Follow the steps below to run this Jupyter Notebook:

  • Click on the Tools menu and select "JupyterLab"
  • Click on the "New JupyterLab" button to start a JupyterLab instance.
  • Select a name and a project from the dropdown meny for your JupyterLab environment.
  • Select the priority for you JupyterLab environment; "Normal" of "High" is recommended.
  • Under "Cluster Configuration", select Single Node.
  • Set instance type and duration for you environment.If the chromosomes where SNPs of interest are known in advance and a small number of chromosomes files are selected for download, an instance type with such as mem1_hdd1_v2_x8 or mem1_hdd1_v2_x4 should be sufficient.

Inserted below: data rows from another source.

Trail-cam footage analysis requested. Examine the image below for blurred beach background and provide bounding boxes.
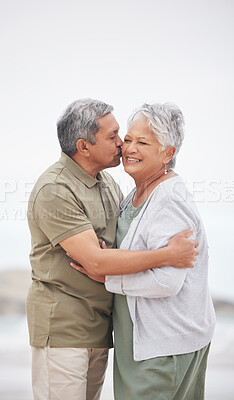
[0,0,234,400]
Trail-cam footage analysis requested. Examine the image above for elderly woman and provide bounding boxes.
[71,104,215,400]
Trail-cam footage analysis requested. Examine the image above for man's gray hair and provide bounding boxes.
[128,103,184,168]
[57,99,113,156]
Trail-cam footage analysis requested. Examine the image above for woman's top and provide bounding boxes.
[106,176,215,361]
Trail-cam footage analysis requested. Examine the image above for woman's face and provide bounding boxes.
[122,117,165,182]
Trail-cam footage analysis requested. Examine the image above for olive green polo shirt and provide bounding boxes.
[26,153,122,348]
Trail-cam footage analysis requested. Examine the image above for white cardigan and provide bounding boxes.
[105,175,215,361]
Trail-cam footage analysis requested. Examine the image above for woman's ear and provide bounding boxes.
[163,146,176,164]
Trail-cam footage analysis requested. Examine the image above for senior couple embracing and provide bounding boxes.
[27,99,215,400]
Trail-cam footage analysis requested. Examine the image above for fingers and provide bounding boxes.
[70,262,88,275]
[181,228,194,238]
[191,240,199,247]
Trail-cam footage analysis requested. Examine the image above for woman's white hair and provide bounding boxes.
[128,103,184,168]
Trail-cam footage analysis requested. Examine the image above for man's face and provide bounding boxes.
[90,113,123,171]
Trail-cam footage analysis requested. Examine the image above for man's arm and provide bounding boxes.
[60,229,198,275]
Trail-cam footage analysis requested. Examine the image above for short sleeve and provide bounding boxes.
[32,184,93,246]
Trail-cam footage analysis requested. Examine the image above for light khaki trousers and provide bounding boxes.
[32,346,108,400]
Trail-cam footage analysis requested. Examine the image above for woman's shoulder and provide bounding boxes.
[152,175,192,203]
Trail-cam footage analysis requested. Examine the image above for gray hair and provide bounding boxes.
[128,103,184,168]
[57,99,113,156]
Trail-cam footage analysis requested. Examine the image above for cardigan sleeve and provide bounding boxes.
[106,203,196,298]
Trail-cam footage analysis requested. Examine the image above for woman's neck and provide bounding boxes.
[132,170,175,207]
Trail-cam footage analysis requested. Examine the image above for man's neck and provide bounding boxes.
[71,154,101,179]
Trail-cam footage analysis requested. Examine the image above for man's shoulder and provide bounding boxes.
[30,161,65,200]
[100,171,123,201]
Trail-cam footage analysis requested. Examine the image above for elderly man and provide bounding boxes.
[27,99,197,400]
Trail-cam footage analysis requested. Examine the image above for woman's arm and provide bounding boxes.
[60,225,198,276]
[105,204,195,298]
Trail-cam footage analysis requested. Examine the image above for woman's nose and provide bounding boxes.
[127,142,136,153]
[116,135,123,147]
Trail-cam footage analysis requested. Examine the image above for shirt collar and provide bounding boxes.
[59,152,108,188]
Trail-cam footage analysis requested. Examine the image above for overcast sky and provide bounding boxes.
[0,0,234,296]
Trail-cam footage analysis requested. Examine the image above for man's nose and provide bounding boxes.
[116,135,123,147]
[127,142,136,153]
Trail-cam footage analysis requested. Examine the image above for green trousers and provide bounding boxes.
[113,295,210,400]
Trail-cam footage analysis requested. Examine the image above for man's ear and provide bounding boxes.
[163,146,176,164]
[76,139,91,157]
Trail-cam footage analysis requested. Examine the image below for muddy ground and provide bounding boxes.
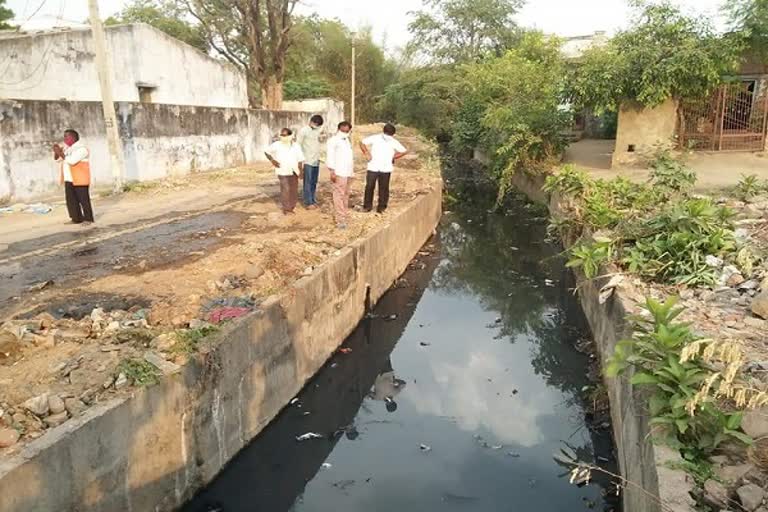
[0,127,439,454]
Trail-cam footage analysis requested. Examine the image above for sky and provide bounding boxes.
[7,0,724,49]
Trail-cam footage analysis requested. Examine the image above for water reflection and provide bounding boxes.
[185,193,614,512]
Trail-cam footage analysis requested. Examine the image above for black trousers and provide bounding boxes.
[64,181,93,224]
[363,171,392,212]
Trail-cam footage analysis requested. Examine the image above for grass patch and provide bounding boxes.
[117,358,160,386]
[173,325,219,354]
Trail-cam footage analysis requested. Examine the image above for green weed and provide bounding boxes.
[117,358,160,386]
[173,325,219,354]
[606,298,752,461]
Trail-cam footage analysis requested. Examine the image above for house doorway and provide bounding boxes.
[678,79,768,151]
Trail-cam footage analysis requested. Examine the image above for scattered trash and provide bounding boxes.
[29,279,53,292]
[24,203,53,215]
[597,274,624,304]
[202,295,256,311]
[443,492,478,503]
[208,307,251,324]
[296,432,323,442]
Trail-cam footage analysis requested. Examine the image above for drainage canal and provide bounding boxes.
[183,192,618,512]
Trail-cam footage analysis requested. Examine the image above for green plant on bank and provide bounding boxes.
[117,358,160,386]
[649,148,696,195]
[544,156,754,286]
[173,325,219,354]
[566,240,613,279]
[733,174,768,202]
[606,297,756,461]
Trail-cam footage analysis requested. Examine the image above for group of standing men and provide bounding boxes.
[265,115,406,229]
[53,115,406,229]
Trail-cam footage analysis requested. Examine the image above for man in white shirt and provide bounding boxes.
[325,121,355,229]
[360,123,407,213]
[296,115,323,209]
[264,128,304,215]
[53,130,93,225]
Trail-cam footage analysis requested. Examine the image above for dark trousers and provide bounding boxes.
[363,171,392,212]
[277,174,299,212]
[304,164,320,206]
[64,181,93,224]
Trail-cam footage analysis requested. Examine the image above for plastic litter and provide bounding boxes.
[208,307,251,324]
[24,203,53,215]
[296,432,323,442]
[29,279,53,292]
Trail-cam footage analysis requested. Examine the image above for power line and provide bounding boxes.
[0,0,66,86]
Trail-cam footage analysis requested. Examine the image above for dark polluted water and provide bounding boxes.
[183,193,618,512]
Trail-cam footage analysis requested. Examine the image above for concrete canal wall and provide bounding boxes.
[514,172,694,512]
[0,182,441,512]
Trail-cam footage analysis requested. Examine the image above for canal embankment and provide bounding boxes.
[0,174,442,512]
[513,172,694,512]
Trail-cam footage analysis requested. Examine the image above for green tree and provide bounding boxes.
[378,66,461,141]
[182,0,299,109]
[460,32,570,200]
[285,15,396,121]
[408,0,523,63]
[725,0,768,59]
[569,3,741,112]
[0,0,13,30]
[106,0,208,52]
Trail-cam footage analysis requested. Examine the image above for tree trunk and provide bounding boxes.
[261,76,283,110]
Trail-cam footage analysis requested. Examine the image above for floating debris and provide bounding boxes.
[296,432,323,442]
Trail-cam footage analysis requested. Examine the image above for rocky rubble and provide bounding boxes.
[0,302,218,450]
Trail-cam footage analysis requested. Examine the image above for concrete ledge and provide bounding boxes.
[513,172,694,512]
[0,183,442,512]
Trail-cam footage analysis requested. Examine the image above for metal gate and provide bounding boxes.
[678,80,768,151]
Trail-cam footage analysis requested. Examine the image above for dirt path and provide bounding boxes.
[0,127,439,454]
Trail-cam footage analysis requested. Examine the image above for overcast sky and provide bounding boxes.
[8,0,724,48]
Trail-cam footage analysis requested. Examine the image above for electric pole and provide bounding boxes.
[350,32,357,126]
[88,0,125,192]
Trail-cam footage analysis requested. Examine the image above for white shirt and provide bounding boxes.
[296,126,320,165]
[363,133,406,172]
[59,141,88,183]
[266,141,304,176]
[325,133,355,178]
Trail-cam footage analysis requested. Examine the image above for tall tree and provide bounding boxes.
[725,0,768,59]
[569,2,741,111]
[285,15,396,121]
[0,0,13,30]
[408,0,523,63]
[105,0,208,52]
[180,0,299,109]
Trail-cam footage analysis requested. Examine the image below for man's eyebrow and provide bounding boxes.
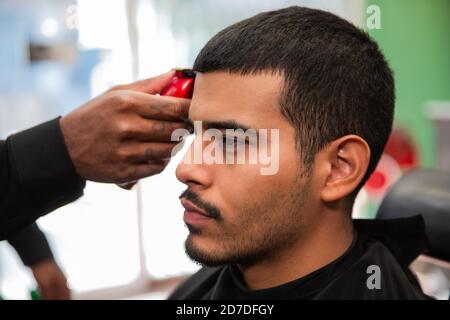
[203,120,250,131]
[184,118,255,131]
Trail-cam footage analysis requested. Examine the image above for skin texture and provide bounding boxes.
[31,260,70,300]
[176,71,370,289]
[60,71,190,183]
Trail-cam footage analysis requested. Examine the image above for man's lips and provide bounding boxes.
[181,199,212,224]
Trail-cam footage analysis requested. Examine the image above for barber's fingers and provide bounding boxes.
[136,93,191,121]
[132,142,181,163]
[125,119,189,142]
[111,70,175,94]
[115,90,191,122]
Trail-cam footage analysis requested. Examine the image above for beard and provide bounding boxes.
[185,172,310,267]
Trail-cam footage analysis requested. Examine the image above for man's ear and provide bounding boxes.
[316,135,370,202]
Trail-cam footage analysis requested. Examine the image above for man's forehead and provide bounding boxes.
[189,71,282,128]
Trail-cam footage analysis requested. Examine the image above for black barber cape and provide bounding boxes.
[169,216,429,300]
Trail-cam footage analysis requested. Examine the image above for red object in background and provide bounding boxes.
[160,69,195,99]
[365,129,418,198]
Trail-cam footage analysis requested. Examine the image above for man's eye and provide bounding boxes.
[223,136,245,151]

If all chromosome files are selected for download, instance type with more computational resources may be needed (mem1_hdd1_v2_x16 or above).
  • Click on "Start Environment"
  • You will see your environment go from "Initialising" to "Launching" and then "Ready". This may take some time depending on the priority selected; at busy times, it may be necessary to select high priority to avoid long initialising times. Once the environment is ready, click on "Open".
  • A JupyterLab session will open. On the left side of the screen, you will see a a "DNA Nexus" tab, allowing you to open notebooks directly from your project environment. If you have saved this notebook under you project environment, just double click to open it.
  • Install plink using the simple instructions at the top of the notebook.
  • Press "Ctrl" + "Enter" to run code cells. An hourglass icon on the JupyterLab tab in your browser indicates that the code is running. Please note that depending on number of chromosomes and SNPs and your instance type, code may take some time to run.